“Blessed be the God and Father of our Lord, Jesus Christ, Who has blessed us with every spiritual blessing in the heavenly places in Christ” (Ephesians 1:3)
The greatest joy of my priesthood is to lift up a newborn infant, naked as at birth, holding him above the holy water before plunging him or her down as though in liquid burial and raising the child washed clean and given a new, spiritual birth. “As many as have been baptized into Christ have put on Christ. Alleluia!” If only it were possible to keep the child that way – without knowing sin, never being tempted by it.
The poet Wordsworth described what happens in the process of growth and the way that sin influences a person, infecting him or her so that the ideals and visions of infancy disappear in time:
The youth who daily from the east
Must travel, still is Nature’s priest,
And by the vision splendid
Is on his way attended,
At length the man who perceives it dies away,
And fade into the light of common day.
The baptized person goes “daily from the east,” where the font is located, a newborn Adam in charge of Nature, offering like a priest prayers to God, attended by angels as he or she walks in splendor with a vision of purity, innocence and light. All this because in Christ with Whom he was baptized, then in the holy Chrismation sacrament “Blessed with every spiritual blessing,” meaning she or he has been sealed with the gift of the Holy Spirit on all the orifices of the head, on the breast, back, arms and feet. Must it: “die away And fade into the light of common day”? The youth matures into teenage and adulthood, never having the possibility of remaining as he or she was, but who “Must travel” on the journey of life, accepting, dealing with and enduring every challenge on the way to the Kingdom of heaven.

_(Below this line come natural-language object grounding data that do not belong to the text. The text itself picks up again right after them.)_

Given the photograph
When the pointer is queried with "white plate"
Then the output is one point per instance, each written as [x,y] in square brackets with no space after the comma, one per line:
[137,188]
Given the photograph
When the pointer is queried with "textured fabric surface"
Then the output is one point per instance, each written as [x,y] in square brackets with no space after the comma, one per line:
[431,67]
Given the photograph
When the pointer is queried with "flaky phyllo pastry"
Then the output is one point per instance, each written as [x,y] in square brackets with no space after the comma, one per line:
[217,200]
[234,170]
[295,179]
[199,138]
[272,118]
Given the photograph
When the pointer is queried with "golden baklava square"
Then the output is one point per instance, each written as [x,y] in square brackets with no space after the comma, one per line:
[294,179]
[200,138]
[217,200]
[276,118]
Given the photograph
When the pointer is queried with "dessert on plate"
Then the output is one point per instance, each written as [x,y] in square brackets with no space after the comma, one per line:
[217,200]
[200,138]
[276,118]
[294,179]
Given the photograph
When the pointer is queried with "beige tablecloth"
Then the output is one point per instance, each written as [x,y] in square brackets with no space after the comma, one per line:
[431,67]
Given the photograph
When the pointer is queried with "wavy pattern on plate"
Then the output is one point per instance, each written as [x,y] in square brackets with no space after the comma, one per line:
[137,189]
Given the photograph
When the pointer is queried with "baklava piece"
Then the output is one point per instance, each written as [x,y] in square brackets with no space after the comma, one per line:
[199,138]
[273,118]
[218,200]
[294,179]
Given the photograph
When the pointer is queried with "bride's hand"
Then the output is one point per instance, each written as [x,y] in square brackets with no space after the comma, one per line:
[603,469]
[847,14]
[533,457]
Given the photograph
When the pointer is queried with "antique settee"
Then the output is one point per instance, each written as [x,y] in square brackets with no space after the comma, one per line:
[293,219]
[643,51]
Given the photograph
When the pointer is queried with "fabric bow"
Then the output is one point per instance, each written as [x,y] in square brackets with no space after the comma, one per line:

Wordsworth was among the Romantic poets who believed that infants come from heaven pure and without sin. Ours is a more realistic understanding of birth and life thereafter. Baptism restores a condition which man had originally received but then forfeited. We believe that we are born into a paradise lost because of our ancestral sin, which is why we baptize and chrismate our infants, so that they are liberated from sin from their early days. We know all too well what St. Paul means when he speaks of being “dead in sin.”
The initial experience of sin is that it kills our innocence. If only life were an endless attention from a loving, consistent, eternally patient parent – but it’s not. And when that ends, when what the world calls “reality” smacks us hard, we retain an eternal memory of the anguish that comes with misfortune. We adapt. Life is a continual process of adjustments; however, lost innocence can never be recovered. Purity is muddied up with mixtures of happiness and sadness, good times and bad. Whatever ideals we once dreamed of are compromised by an uncaring world. Mentally we become hybrids, allowing ourselves to imagine a perfect world, but living in a meanwhile, so-called “real world.”
The tragic irony is that while we proceed through a lifetime of adjustment to sin and suffering, seemingly with no recourse but to endure and hope for better conditions, all the while we have Christ nearby – better, within us, waiting to be called upon to guide and reinforce everything good, noble and sacred, treating us with the love of a perfect Son of the heavenly Father, and the Holy Spirit blessing our eyes to see, our ears to hear, our lips to praise and our hearts to feel the warmth of divine grace reaching out to enfold us within a sacred embrace.